My husband and I have been married for about 6 months now. He was diagnosed with ADHD as a child and took Adderall off and on throughout his life, but for the past 3-4 years he has been taking it consistently. I've read the books and I'm reading all the forums and I still feel so lost. My husband is a wonderful guy but his self-esteem and confidence is almost non-existent when it comes to his career and work abilities. He has been a nurse for about six years but has been fired from many jobs because he says inappropriate things at times. He was even reported to the Board of Nursing because of an inappropriate comment to a co-worker, which then put him on probation...further limiting job opportunities. In the jobs that he has been able to keep he gets rave reviews and feedback from patients, co-workers and even some supervisors. He is about to complete his Masters degree, which has been a difficult task with studying and writing papers, but I do my best to try and keep him on task....which can also lead to fights because of my "nagging."
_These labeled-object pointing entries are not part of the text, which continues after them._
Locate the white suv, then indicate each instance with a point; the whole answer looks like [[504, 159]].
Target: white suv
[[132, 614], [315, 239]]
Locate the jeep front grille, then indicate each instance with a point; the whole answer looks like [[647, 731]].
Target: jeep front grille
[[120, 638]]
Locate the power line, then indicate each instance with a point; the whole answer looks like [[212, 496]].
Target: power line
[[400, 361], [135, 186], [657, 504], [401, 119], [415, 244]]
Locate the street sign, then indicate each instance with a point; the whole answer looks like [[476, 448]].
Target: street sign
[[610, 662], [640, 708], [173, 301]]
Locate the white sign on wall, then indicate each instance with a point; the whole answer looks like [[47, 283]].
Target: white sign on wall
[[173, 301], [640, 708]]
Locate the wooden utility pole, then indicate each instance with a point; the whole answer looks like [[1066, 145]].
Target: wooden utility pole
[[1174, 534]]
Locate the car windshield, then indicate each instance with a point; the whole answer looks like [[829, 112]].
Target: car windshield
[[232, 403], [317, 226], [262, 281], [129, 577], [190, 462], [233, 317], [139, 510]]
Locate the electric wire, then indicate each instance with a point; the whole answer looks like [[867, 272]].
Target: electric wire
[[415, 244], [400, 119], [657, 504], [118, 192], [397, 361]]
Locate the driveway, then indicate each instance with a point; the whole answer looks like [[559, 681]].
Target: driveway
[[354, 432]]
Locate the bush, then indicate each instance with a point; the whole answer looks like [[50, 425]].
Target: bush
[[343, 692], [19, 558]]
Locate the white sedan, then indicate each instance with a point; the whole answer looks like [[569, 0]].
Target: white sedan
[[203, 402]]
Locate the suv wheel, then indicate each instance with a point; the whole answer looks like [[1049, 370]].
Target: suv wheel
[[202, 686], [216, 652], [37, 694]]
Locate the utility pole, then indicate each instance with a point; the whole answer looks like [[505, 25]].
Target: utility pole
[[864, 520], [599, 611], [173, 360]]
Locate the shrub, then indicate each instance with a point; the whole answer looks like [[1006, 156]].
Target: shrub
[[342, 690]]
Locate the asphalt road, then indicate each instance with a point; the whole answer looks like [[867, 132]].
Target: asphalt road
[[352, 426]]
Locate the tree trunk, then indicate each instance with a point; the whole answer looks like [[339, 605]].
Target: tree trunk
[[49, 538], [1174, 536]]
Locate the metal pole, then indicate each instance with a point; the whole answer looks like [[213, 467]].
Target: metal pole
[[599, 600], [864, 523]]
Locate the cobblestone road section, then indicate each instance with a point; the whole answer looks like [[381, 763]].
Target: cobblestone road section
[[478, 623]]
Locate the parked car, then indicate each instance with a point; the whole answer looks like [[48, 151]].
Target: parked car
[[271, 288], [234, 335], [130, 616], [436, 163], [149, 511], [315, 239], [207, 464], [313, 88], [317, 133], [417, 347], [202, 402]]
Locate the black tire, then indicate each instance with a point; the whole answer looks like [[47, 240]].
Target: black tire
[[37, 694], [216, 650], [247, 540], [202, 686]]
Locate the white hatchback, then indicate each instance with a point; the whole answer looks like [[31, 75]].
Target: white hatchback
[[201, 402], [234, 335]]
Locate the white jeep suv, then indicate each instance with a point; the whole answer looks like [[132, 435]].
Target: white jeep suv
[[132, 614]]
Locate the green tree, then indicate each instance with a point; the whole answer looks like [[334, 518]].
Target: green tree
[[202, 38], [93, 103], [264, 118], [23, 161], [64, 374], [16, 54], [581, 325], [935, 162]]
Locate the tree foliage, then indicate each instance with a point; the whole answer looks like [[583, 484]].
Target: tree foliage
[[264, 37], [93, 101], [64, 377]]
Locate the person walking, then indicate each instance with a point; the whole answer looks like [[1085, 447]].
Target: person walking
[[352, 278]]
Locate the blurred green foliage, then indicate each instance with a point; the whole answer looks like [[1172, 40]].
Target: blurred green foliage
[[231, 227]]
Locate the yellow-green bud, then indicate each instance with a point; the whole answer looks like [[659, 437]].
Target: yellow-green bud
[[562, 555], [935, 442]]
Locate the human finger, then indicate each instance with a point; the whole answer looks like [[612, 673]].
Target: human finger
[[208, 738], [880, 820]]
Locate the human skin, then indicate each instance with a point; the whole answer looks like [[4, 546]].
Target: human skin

My frustration comes because my husband is constantly plagued by what happened in the past. Being on probation will always be on his record as well as all the jobs he has been fired from. He has absolutely no confidence that he will be able to move on to a better job and if he does he's afraid that the same incidents will occur again. Everyday I have to be positive for him or else he falls into a depression of self-loathing that scares me. He's so frustrated with himself and I can't get him to see how wonderful he is and why I wanted to marry him. I'm also becoming depressed myself because it's really difficult to be positive all the time...especially when things are not working out. I am the primary breadwinner at this point of our relationship and I know that also bothers him because he is not able to take care of his family.
There's so much else going on, with the forgetfulness, impulsivity, my nagging, the fights and frustration....but I feel this is our major problem and I don't know how to help him.